In a keynote speech on immigration, Home Secretary Theresa May said the interviews would be extended "across all routes to Britain". This could mean that as many as 250,000 people hoping to come to Britain could face an interview.
At the same time, she said that Britain had eased entry requirements for Chinese tourists.
The announcements were made at the centre-right Policy Exchange think tank.
May said a pilot study by the Border Agency, in which 2,300 prospective students were interviewed, found abuse was rife.
"Starting with the highest-risk countries, and focusing on the route to Britain that is widely abused, student visas, we will increase the number of interviews to considerably more than 100,000, starting next financial year," she said. "From there, we will extend the interviewing programme further across all routes to Britain, wherever the evidence takes us.
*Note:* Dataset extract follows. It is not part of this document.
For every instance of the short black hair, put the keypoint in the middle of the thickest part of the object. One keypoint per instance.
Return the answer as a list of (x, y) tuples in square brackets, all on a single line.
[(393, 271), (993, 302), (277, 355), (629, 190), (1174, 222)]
I believe this new approach will help us to root out the abuse of British visas, and improve the integrity of our immigration system."
Business Secretary Vince Cable, who has warned of the economic dangers of capping immigration, said the move would mean no restrictions on foreign students attending British universities. Describing higher education as one of the country's best export industries, he said: "There will be no cap on student numbers. Provided they are legitimate they are free to come. They are welcome."
But May said: "We are also clear that student visas are not a back-door route into working in Britain. We are clamping down on that kind of abuse. Colleges have lost their right to sponsor foreign students. Bogus students have been turned away. And, through more and more interviewing, we are getting better at identifying and rejecting people we don't want to come to Britain."
May's speech was designed to confront two conflicting pressures on the Home Office as it seeks to deliver a pledge in the coalition agreement to "introduce an annual limit on the number of non-EU economic migrants".
On the one hand, the home secretary wanted to show that the government is taking tough measures to deflect criticism from the right, in the likely event that it fails to bring non-EU immigration down to the tens of thousands a year by the time of the next general election.
But the home secretary also wanted to show that the Home Office is not closing Britain for business.
May made it clear she had heard these concerns when she said that Britain was improving the provision of visas for Chinese visitors. "We've made it easier for Chinese visitors to come here, by simplifying documentation requirements, establishing a new business network across China, extending our express visa service, and introducing a new passport pass-back scheme for visa applicants.
"So our reforms to economic migration have struck a balance, and they send a clear message: if you have skills we need, and a company is willing to give you a job, come to Britain. If you have an investment to make, do it in Britain. And if you have a great business idea, bring it to Britain."